PONTIANAK, RUAI.TV – Puluhan aktivis organisasi masyarakat sipil dan mahasiswa menggelar aksi diskusi di depan Pengadilan Tinggi Pontianak, Jumat sore (14/3/2025).
Aksi ini merupakan bagian dari “Konser Kematian Hukum,” sebuah ekspresi keprihatinan terhadap penegakan hukum di Kalimantan Barat, khususnya terkait kasus sumber daya alam (SDA) dan vonis bebas terhadap Yu Hao, warga negara asing (WNA) asal China yang diduga terlibat dalam pertambangan emas ilegal.
Diskusi tersebut di awali dengan pembacaan puisi yang diiringi musik, menciptakan suasana reflektif atas kondisi hukum yang dinilai carut-marut. Vonis bebas terhadap Yu Hao dianggap sebagai gambaran buruk penegakan hukum di sektor lingkungan dan sumber daya alam di Kalimantan Barat.
WALHI Kalbar: “Mengapa Yu Hao Dibebaskan?”
Hendrikus Adam, Direktur WALHI Kalimantan Barat, yang di daulat sebagai pemantik diskusi, menegaskan pentingnya transparansi dalam penanganan kasus ini.
“Jika memang Yu Hao adalah pelaku tambang ilegal dan negara di rugikan Rp1,02 triliun, mengapa justru ia di bebaskan? Dan jika ada pihak yang lebih bertanggung jawab, mengapa mereka tidak tersentuh?” ujar Adam.
Menurutnya, dengan kerugian negara sebesar itu, tidak mungkin Yu Hao beraksi sendirian. Adam juga menekankan pentingnya mengungkap pihak-pihak lain yang terlibat serta melakukan audit lingkungan terhadap perusahaan tambang yang beroperasi di lokasi tersebut.
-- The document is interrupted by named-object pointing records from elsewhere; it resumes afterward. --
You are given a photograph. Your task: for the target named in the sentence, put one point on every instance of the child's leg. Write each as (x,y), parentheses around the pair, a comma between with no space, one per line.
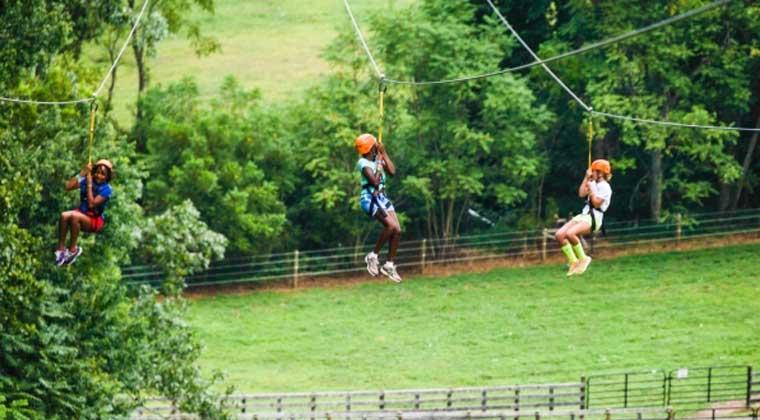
(576,231)
(574,234)
(77,221)
(395,232)
(385,235)
(564,244)
(63,226)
Ia pun mendukung upaya kasasi yang telah di ajukan oleh Kejaksaan Negeri Ketapang. “Pemerintah dan aparaturnya harus terbuka dalam penegakan hukum kasus sumber daya alam ini,” tegasnya.
AMAN Kalbar: “Tragedi Penegakan Hukum yang Menciderai Keadilan”
Senada dengan Adam, Bobpi Kaliyono dari AMAN Kalbar menyebut vonis bebas terhadap Yu Hao sebagai tragedi hukum yang mencederai rasa keadilan masyarakat Kalimantan Barat.
“Aktivitas tambang ilegal oleh WNA ini tidak hanya merugikan negara secara ekonomi, tetapi juga menunjukkan bahwa aparatur negara kalah dalam melawan kejahatan lingkungan yang di dukung pemodal besar,” kata Bobpi.
Ia menegaskan bahwa kejahatan lingkungan harus dipandang sebagai extraordinary crime (kejahatan luar biasa) yang membutuhkan penanganan serius dan konsisten. Hukuman berat, baik pidana penjara maupun denda, di perlukan untuk memberikan efek jera dan mencegah kejahatan serupa di masa depan.
Meski demikian, Bobpi menilai masih ada harapan agar Yu Hao dapat di mintai pertanggungjawaban pidana, mengingat kasusnya belum inkracht (berkekuatan hukum tetap). Saat ini, Kejaksaan Negeri Ketapang telah mengajukan kasasi ke Mahkamah Agung atas vonis bebas tersebut.
“Publik Kalimantan Barat harus terus memantau proses ini agar putusan kasasi benar-benar berpihak pada kebenaran dan keadilan,” tambahnya.
Aktivis Berkomitmen Mengawal Kasus
Para aktivis yang hadir dalam aksi ini menegaskan komitmennya untuk terus mengawal kasus Yu Hao dan pertambangan ilegal di Kalimantan Barat. Mereka juga mendesak aparat penegak hukum untuk mengusut aktor-aktor lain yang terlibat dalam praktik ilegal ini.
Dengan semakin besarnya sorotan publik, harapannya putusan kasasi nanti dapat menjadi momentum perbaikan dalam penegakan hukum lingkungan di Indonesia.